Using landscape photography in combination with computer generated images in post-production, Marsh portrays the total amount of metal derived from each site (as a glimmering sphere of copper) embedded in the abandoned ruins of the mine.
The photographer creates a visual juxtaposition between the landscape’s natural devastation and the unnatural, alien-like ball of metal fitted snugly in each mine’s crater.
Apart from the natural disruption of the mining industry, Marsh aims to highlight the temporal financial stimulation that these mines bring to surrounding communities – only to be abandoned once the mine’s ore is depleted.

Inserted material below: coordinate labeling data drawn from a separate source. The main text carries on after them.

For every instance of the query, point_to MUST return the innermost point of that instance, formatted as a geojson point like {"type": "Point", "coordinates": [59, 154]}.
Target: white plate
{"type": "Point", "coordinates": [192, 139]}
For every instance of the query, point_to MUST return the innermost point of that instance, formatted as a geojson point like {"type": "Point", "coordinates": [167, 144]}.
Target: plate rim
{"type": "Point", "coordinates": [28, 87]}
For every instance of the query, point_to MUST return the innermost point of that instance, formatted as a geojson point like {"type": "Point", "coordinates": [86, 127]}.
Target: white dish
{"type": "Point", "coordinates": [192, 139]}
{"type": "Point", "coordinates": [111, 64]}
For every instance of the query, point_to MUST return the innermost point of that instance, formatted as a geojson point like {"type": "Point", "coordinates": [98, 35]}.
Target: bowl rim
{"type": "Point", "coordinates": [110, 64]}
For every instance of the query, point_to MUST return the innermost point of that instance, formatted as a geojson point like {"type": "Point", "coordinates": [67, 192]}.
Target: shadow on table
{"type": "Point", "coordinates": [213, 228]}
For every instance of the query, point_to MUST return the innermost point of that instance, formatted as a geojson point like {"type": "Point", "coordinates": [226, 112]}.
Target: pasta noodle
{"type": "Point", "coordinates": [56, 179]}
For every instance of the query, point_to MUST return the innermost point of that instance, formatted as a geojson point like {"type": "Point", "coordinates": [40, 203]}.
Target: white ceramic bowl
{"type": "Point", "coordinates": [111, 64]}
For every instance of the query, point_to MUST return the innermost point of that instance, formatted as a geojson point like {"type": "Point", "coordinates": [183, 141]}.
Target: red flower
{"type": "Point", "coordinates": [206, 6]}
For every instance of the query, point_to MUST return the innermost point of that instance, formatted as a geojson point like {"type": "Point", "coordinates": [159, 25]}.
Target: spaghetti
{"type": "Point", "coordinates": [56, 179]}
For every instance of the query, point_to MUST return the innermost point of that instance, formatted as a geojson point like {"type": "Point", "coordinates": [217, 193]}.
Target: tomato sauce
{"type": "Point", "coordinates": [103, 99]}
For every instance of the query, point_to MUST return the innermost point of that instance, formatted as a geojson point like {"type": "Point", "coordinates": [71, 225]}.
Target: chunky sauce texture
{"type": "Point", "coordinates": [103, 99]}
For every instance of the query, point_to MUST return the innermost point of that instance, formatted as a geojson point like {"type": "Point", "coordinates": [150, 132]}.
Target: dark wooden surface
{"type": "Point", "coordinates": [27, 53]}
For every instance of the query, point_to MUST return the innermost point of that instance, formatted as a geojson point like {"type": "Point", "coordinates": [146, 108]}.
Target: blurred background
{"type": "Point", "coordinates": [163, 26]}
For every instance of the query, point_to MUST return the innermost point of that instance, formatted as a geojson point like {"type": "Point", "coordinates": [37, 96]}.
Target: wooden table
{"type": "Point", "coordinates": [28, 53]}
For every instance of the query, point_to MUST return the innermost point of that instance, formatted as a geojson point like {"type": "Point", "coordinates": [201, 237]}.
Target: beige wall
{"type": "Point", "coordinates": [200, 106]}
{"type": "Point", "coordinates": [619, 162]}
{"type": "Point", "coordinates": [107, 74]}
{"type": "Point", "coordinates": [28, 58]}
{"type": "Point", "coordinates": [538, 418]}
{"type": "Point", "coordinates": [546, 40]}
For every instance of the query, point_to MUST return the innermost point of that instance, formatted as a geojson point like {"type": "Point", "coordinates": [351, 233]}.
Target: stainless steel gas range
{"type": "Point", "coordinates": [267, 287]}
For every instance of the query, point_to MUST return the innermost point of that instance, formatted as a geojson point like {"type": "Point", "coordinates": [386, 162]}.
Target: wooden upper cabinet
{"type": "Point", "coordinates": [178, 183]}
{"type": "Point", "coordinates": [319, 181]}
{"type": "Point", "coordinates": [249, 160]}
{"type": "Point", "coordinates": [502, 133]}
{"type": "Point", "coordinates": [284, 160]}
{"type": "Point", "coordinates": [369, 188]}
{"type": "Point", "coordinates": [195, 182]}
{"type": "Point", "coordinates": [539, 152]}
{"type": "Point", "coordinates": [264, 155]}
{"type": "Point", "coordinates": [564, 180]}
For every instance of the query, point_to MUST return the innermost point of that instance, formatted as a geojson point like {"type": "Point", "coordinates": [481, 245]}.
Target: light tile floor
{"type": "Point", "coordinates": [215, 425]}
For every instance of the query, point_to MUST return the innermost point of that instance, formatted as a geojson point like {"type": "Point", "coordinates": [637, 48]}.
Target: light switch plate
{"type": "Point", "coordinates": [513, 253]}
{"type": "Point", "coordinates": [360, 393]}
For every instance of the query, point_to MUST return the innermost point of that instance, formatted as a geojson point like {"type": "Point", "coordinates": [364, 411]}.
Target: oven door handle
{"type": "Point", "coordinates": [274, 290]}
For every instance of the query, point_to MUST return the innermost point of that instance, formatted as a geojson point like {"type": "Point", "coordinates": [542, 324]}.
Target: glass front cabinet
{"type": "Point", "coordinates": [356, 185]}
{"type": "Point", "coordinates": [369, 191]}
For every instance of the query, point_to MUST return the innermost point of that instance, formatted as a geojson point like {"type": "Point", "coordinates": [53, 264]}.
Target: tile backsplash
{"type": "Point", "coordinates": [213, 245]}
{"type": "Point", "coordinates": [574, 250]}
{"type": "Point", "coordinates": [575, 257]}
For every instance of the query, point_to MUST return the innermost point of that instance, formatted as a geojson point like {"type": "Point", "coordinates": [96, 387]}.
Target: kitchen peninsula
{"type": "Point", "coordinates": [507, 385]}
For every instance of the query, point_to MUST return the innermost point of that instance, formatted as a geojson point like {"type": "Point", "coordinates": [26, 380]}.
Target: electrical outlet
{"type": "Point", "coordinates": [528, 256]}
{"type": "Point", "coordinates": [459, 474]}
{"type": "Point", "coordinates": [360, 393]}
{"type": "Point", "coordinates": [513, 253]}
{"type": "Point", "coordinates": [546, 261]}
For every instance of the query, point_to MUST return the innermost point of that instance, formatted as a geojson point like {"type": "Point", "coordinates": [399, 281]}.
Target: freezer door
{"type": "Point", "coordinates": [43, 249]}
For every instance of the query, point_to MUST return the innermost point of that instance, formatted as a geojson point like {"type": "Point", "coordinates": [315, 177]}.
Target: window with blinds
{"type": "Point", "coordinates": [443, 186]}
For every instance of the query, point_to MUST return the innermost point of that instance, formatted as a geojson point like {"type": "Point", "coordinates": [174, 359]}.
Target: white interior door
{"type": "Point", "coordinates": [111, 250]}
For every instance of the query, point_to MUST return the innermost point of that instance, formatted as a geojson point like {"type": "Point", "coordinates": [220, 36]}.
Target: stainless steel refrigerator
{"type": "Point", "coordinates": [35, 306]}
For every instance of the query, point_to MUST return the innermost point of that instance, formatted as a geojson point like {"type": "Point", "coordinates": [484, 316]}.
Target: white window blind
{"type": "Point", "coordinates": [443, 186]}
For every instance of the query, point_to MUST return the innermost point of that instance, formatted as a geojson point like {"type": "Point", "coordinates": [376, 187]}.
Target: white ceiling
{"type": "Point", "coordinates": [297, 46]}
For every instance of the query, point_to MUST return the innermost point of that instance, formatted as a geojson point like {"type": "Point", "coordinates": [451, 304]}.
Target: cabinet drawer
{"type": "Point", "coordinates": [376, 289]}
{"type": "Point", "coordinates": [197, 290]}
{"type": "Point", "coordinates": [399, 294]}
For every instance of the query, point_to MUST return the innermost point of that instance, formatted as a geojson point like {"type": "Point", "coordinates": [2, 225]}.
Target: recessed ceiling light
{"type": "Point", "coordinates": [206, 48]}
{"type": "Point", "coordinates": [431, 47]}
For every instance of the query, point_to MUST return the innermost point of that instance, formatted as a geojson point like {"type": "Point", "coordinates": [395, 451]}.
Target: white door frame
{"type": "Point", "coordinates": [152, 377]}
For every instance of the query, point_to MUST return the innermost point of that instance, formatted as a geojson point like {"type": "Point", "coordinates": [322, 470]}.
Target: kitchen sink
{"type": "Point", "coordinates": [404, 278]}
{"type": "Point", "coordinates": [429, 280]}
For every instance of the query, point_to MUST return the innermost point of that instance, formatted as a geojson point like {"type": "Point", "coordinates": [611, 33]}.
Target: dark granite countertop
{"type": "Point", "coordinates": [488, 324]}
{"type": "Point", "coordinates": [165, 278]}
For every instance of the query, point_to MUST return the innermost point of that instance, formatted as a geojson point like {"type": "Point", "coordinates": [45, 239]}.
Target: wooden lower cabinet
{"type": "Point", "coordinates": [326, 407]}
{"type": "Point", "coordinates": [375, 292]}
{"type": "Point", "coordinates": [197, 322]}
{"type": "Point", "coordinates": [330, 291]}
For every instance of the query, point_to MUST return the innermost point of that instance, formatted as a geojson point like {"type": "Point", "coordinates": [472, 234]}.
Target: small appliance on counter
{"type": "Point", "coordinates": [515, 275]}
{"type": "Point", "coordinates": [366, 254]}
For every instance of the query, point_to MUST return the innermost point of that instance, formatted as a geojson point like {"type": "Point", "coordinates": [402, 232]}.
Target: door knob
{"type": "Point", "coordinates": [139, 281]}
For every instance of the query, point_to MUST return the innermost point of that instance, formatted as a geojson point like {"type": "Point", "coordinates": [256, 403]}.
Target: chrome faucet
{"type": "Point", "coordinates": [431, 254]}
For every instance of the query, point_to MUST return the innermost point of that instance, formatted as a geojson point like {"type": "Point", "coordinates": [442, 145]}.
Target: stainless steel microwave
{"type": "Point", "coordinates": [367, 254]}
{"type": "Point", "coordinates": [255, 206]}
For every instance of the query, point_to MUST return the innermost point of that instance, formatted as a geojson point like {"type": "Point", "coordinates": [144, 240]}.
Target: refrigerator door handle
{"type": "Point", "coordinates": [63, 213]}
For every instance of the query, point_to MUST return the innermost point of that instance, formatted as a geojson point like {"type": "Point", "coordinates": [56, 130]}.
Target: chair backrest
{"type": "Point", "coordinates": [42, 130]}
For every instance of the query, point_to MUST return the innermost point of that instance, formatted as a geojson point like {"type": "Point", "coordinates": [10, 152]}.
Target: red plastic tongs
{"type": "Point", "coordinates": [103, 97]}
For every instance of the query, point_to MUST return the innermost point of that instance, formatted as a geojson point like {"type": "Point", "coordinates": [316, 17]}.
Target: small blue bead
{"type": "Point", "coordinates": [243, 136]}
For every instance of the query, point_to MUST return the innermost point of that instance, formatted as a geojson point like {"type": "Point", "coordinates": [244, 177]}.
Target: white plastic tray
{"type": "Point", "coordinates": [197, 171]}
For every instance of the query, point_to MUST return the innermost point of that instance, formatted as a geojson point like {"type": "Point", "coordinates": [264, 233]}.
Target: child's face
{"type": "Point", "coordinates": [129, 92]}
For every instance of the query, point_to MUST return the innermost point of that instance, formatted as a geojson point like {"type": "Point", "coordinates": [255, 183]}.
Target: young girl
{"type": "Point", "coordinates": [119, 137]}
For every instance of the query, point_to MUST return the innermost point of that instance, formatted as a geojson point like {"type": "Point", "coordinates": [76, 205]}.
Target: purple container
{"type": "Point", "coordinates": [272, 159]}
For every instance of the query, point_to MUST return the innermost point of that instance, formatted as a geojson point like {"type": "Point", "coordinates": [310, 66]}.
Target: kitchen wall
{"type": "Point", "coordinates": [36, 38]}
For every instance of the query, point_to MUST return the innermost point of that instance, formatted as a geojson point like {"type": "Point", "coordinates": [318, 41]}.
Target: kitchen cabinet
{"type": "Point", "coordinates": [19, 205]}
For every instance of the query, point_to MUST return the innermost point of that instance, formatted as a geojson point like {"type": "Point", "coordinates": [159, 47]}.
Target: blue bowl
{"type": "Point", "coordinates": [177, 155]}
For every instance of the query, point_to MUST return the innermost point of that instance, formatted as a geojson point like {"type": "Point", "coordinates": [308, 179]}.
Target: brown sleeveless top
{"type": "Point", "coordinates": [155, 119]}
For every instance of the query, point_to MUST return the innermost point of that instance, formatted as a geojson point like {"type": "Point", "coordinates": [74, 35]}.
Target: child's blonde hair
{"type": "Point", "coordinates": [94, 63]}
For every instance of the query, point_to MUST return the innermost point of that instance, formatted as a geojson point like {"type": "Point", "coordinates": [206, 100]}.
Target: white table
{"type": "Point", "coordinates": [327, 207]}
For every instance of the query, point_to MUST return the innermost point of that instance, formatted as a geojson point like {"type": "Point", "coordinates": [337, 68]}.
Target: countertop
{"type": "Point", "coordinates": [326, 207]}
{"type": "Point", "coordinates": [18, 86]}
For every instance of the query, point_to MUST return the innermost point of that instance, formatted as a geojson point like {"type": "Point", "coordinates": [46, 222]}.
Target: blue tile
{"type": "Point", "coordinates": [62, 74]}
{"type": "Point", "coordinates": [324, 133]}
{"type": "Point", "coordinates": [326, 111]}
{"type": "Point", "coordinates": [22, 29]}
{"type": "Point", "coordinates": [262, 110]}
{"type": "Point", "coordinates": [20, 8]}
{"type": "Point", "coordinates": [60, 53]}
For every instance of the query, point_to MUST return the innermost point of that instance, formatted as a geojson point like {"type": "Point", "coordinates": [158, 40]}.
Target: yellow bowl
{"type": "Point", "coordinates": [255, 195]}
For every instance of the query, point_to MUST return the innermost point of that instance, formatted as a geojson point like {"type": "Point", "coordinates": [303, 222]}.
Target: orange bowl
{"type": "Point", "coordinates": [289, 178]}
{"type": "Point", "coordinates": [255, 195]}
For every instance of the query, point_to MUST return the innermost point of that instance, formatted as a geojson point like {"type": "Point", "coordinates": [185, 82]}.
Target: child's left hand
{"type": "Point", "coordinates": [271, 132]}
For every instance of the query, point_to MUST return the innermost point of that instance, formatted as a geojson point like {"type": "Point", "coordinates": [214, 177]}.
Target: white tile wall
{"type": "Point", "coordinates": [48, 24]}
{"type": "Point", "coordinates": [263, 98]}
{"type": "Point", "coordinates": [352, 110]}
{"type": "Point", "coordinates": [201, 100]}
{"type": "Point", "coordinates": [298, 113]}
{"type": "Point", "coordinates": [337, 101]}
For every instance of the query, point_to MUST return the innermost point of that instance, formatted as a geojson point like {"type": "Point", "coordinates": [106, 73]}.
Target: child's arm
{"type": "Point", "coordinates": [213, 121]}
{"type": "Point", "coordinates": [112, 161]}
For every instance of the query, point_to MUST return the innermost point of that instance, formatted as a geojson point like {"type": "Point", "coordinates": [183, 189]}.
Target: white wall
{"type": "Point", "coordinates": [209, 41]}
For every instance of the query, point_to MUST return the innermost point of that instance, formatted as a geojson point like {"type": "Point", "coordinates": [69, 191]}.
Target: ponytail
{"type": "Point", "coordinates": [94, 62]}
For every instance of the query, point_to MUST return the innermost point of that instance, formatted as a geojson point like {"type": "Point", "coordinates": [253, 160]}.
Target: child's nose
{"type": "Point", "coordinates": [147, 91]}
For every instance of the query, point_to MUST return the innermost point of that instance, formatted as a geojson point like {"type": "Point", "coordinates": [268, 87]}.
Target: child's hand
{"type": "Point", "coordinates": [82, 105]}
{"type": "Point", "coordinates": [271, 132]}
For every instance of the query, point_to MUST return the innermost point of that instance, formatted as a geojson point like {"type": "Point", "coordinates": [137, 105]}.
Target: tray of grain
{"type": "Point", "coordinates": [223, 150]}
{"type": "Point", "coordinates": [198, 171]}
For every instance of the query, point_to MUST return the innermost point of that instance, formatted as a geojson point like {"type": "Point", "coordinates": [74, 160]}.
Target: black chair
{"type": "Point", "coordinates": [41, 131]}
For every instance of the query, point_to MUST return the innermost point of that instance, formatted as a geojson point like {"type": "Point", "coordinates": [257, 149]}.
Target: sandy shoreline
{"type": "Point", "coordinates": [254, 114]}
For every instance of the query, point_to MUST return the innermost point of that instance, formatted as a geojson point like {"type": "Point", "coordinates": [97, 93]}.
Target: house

According to the photographer, “Whether they are active or long dormant, mines speak of a combination of sacrifice and gain. Their features are crude, unsightly scars on the landscape – unlikely feats of hard labour and specialised engineering, constructed to extract value from the Earth but also exacting a price."
"For What It’s Worth" represents the effect of unsustainable economies – industries that skyrocket for a number of years, then crash inevitably. The images depict the bone-dry region of Namaqualand whose towns saw rapid development as mining communities would settle nearby.
Each photograph features a distinct (now defunct) mine. The locations that Marsh travelled to include the Blue Mine (near the town of Springbok), Tweefontein Mine (Concordia) and the Copperton Mine.
"The CGI objects represent a scale model of the materials removed from each mine, a solid mass occupying a scene showing the ground from which it was extracted.
By doing so, the intention is to create a kind of visualisation of the merits and shortfalls of mining in South Africa, an industry that has shaped the history and economy of the country so radically," writes Marsh.